A medida que fue pasando el tiempo, cuando se fue diluyendo el instante detenido, me maravilló ver, desde mi privilegiada posición, que los niños bajaban a jugar a la pelota y montaban en bicicleta en un asfalto que hasta hacía bien poco estaba reservado a los vehículos. Esas imágenes activaron en mi mente los recuerdos de mi infancia, que nada tienen que ver con un «patio de Sevilla», pero sí con un pueblo extremeño de poco más de mil habitantes.
La felicidad de la memoria recobrada, vinculada a esos años en los que yo no sabía que las madres se morían, me acompañó en los primeros paseos que dimos, cuando pensamos que podríamos recuperar las calles, que, una vez volviéramos a la cotidianidad que el virus nos había robado, seguirían siendo nuestras, y no de los coches. Fue un espejismo, un oasis en mitad de la tragedia: controlada la pandemia, la ciudad que los políticos diseñan y definen a su antojo, según sus necesidades y fines electorales, también se quitó la máscara y recobró el terreno cedido a la humanidad.

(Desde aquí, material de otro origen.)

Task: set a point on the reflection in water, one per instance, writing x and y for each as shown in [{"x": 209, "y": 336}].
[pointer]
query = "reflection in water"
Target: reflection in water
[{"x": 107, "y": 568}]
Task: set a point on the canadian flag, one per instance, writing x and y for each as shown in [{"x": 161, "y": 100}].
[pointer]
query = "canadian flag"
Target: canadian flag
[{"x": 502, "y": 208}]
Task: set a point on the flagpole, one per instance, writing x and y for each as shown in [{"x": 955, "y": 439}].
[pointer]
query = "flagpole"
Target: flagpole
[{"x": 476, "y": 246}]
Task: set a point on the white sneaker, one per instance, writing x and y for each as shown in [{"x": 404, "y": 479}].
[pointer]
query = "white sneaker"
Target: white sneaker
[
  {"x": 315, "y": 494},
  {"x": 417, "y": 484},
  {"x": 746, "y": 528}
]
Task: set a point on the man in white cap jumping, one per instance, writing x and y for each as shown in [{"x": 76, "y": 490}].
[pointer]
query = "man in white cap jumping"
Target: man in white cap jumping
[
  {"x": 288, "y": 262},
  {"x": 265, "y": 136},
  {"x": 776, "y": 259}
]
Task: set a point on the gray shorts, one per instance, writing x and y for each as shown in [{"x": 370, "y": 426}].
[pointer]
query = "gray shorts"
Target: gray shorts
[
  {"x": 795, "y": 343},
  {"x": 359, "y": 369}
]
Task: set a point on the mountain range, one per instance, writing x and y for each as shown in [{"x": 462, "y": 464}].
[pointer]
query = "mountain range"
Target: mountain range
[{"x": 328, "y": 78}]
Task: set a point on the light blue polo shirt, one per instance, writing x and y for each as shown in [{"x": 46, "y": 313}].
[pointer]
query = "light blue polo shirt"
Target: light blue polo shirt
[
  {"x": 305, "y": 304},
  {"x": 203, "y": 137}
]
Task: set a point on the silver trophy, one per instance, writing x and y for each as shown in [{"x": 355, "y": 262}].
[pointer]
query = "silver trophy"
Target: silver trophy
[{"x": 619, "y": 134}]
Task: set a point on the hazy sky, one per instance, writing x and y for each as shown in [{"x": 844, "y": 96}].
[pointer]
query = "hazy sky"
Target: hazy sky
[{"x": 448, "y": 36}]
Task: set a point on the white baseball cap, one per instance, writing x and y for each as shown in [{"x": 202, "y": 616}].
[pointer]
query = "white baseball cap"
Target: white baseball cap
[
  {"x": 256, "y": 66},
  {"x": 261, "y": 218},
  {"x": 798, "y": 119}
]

A mis ojos, Madrid salió del covid 19 más hostil y ajena que nunca, irreconocible. No era capaz de ver en ella ningún rastro de la ciudad que, a los 14 años, me acogió y en la que pude reconstruir mi vida, hecha añicos. Aquel sentimiento, entre triste y turbador, se apoderó de mí hasta tal punto que llegué a pensar que nos mudaríamos, que nos marcharíamos en busca del mar (esa era la condición), que Madrid nos expulsaría. Pero, en las últimas semanas, he logrado revertir esa sensación. No ha sido de manera consciente. Nunca lo es. He pasado tiempo en el barrio, en mi barrio, observando a mis vecinos, reparando en ellos como seguramente antes no lo había hecho. En mi soledad, no escogida ni ingrata, me he dado cuenta de que no estoy sola.
«La soledad es personal y es también política. La soledad es colectiva: es una ciudad. En cuanto a cómo habitarla, no hay reglas y tampoco ninguna necesidad de sentir vergüenza; lo que hay que hacer es recordar que la persecución de la felicidad individual no está por encima de nuestras obligaciones para con los demás ni nos exime de ellas. Estamos juntos en esta acumulación de cicatrices, en este mundo de objetos, en este refugio físico y temporal que con frecuencia se parece al infierno».
Lo dice Olivia Laing en La ciudad solitaria (Capitán Swing), un libro que hace unos días rescaté de mi biblioteca. Lo hice tras volver de hacer unos recados en el mercado, donde el relojero, ante mi falta de dinero en efectivo y la ausencia de datáfono en su puesto, me dijo: «¿Eres del barrio? No te preocupes, ya me lo darás». Llegué a casa henchida de empatía, aunque me duró poco. Esa misma noche, a solo unas calles de la mía, una turba de ultraderecha acabó con mi ensueño. Qué frágil es la convivencia y qué fácil dinamitarla. Seamos, todos, responsables o acabaremos solos, sin barrio, sin ciudad, sin país.